ATHLETICS: The World Masters Games currently taking place in Sydney must be a nightmare for the anti-doping committee. How do you bust a 101-year old for cheating when part of her training regime necessitates the swallowing of pills for all her aches and pains?
The answer is to turn a blind eye, which is good news for everyone. Otherwise we wouldn’t have competitors like 100-year-old Ruth Frith throwing a gold winning shot put a mighty 4.07 metres. It doesn’t matter that she was whacked out on cough medicine and the only competitor in her age group. The point is she’s there and competing.
28,000 wrinkly athletes from all over the world have descended on Sydney to take part in the seventh holding of the event, including 69-year old Carl Herberl, who walked 1,100 kilometres from his home in Queensland participate.
If you’re wondering who the Games’ Usain Bolt is, that would be 77-year old Olga Kotelko from Vancouver, who OWNS her specialist events, the 100 metres and shot put.
Kotelko went Flo Jo in the sprint, winning with a time of 23.95 seconds, while obliterating the world record in the shot put with a throw of 5.64m.
“There was no-one else my age, but it felt really good and I’m quite pleased. I also beat an 80-year-old,” Olga bragged.

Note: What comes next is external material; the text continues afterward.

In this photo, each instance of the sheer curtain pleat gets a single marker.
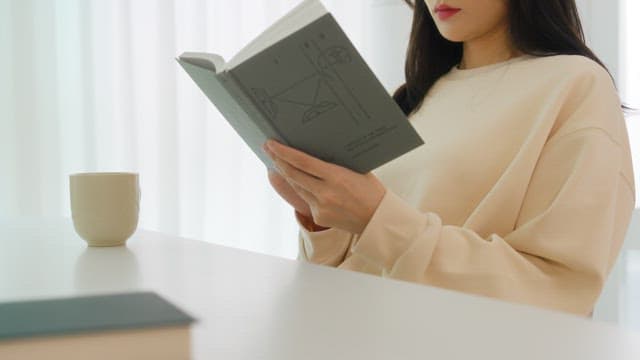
(92, 85)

Dave winds up his Hayemaker

BOXING: Boxers always have a bout of verbal diarrhoea ahead of big fight. It usually ends up with the fighter to have boasted the most sprawled out on the canvass by the end of round three.
Anywho, the pretender to Nikolav Valuey’s WBA world heavyweight crown, David Haye feels he stands a better chance if he riles his opponent up.
“I’m going to get him in a position where he really wants to not only beat me but to kill me,” said Haye.
Which, to be honest, is what the Russian champ will do.
Valuey stands nine inches taller, weighs 90lb heavier and has never been knocked down in his 52-fight career. The reasons why seem abundantly clear – the man stinks.
“He tries to lean on you, tries to brawl and comes out with a really hairy chest that gets matted and is disgusting,” added Haye. “I’ve never been a big fan of the matted hair in my face. The size I am, I sort of come up to his chest and apparently the word around the campfire is that he doesn’t smell too sweet.
“I’ve talked to a few guys that have been in the ring with him and they say that’s the first thing they notice, just the stench.” It’s sure to smell no matter who’s ring you’ve been in.

CYCLING: Well hello there suspicious looking medical equipment!
The Tour de France is under scrutiny ONCE AGAIN after Inspector Clouseau types discovered used syringes and drips discarded during this year’s race.
Either the race took a detour through south London or – prepare to be shocked! – some cyclists have been cheating.
One of the teams under suspicion is Astena, which included the winner, Alberto Contador, and 7-time winner Lance Armstrong.
An Astena spokesperson said the team are clean and have “nothing to hide.”
That’s because they’ve hidden it already.

Quotes of the week

“WE will do the maximum for a win but our biggest problem is that we rarely score a goal,” – honest San Marino coach Andy Selva reveals the fundamental flaw in Czech tabloid Blesk’s K?1m offer to his team to beat Slovenia which would have sent the Czech Republic to the World Cup. They lost 3-0.

“I COULD not talk to him directly, but I’ve tried. In fact, on Sunday afternoon I was in the offices of Marseille and we decided we would send a fax to Real Madrid. It says what I have in my heart. It says that I regret the damage that was caused and I wish for him to recover as soon as possible. Football will miss him,” – Marseille defender Souleymane Diawara is beating himself up a bit too much considering his perfectly fair challenge has only ruled Cristiano Ronaldo out for three weeks.

“WE were going to re-do the song with Beckham doing the rap. Keith Allen was up for it and we were all set to re-record the song. It was when we were getting on as a group. The FA phoned up and said ‘You can’t do it’. They’d got the lawyers on it and nixed it completely … because Ant & Dec were doing it,” – New Order bassist Peter “Hooky” Hook reveals how FA spoilsports prevented the world from hearing David Beckham reprise EhJohnEhBarnesEh’s rap in World In Motion 2.0 prior to the World Cup finals in Germany. 2006.